AWS Certified Machine Learning Engineer – Associate (MLA-C01) — Question 111
A medical company needs to store clinical data. The data includes personally identifiable information (PII) and protected health information (PHI).
An ML engineer needs to implement a solution to ensure that the PII and PHI are not used to train ML models.
Which solution will meet these requirements?
Answer options
- A. Store the clinical data in Amazon S3 buckets. Use AWS Glue DataBrew to mask the PII and PHI before the data is used for model training.
- B. Upload the clinical data to an Amazon Redshift database. Use built-in SQL stored procedures to automatically classify and mask the PII and PHI before the data is used for model training.
- C. Use Amazon Comprehend to detect and mask the PII before the data is used for model training. Use Amazon Comprehend Medical to detect and mask the PHI before the data is used for model training.
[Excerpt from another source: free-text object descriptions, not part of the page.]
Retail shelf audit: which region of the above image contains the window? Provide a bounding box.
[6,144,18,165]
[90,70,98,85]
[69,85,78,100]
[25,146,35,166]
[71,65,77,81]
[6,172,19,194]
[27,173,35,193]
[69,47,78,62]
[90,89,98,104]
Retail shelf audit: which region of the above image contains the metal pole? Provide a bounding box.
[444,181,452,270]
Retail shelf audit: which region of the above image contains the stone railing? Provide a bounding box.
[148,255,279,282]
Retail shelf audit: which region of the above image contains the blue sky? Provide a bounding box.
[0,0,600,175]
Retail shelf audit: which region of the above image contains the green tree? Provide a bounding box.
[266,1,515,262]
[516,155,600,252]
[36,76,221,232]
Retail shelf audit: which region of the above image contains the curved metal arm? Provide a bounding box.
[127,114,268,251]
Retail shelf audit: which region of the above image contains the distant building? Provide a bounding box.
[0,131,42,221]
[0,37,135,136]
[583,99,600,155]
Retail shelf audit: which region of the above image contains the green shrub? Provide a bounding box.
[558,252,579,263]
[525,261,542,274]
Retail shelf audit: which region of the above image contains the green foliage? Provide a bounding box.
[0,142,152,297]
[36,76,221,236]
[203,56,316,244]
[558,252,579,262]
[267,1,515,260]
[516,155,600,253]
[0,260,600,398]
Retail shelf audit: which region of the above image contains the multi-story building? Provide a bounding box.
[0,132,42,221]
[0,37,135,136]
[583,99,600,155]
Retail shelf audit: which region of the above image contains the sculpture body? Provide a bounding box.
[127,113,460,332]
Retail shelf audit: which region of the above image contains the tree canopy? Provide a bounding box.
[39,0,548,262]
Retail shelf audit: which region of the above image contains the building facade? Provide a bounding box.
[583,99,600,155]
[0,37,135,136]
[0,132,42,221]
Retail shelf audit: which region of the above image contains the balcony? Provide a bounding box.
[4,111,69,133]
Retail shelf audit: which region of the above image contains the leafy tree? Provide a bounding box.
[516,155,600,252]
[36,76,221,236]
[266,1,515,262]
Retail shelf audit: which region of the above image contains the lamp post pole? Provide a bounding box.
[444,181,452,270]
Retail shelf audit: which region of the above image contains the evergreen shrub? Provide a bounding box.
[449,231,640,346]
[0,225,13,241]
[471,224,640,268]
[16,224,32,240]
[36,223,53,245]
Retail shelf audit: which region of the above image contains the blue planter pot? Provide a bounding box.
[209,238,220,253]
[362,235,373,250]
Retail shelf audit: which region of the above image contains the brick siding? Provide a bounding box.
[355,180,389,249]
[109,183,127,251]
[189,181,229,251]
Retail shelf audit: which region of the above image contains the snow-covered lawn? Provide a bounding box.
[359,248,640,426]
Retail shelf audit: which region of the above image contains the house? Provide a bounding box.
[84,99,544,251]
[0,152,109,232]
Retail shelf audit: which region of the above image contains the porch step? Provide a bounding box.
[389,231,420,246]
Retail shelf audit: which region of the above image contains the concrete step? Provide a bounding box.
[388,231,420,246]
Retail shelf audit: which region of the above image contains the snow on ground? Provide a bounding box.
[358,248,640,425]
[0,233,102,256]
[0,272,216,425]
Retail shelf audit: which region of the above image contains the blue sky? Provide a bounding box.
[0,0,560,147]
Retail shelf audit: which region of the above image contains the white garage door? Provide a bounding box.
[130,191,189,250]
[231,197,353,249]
- D. Create an AWS Lambda function to encrypt the PII and PHI. Program the Lambda function to save the encrypted data to an Amazon S3 bucket for model training.
Correct answer: C
Explanation
Option C is correct because Amazon Comprehend and Amazon Comprehend Medical are specifically designed to identify and mask PII and PHI, ensuring compliance with data protection requirements. Options A and B do not provide specific tools for identifying and masking sensitive information effectively, while option D focuses on encryption, which does not prevent the data from being used in its original form during training.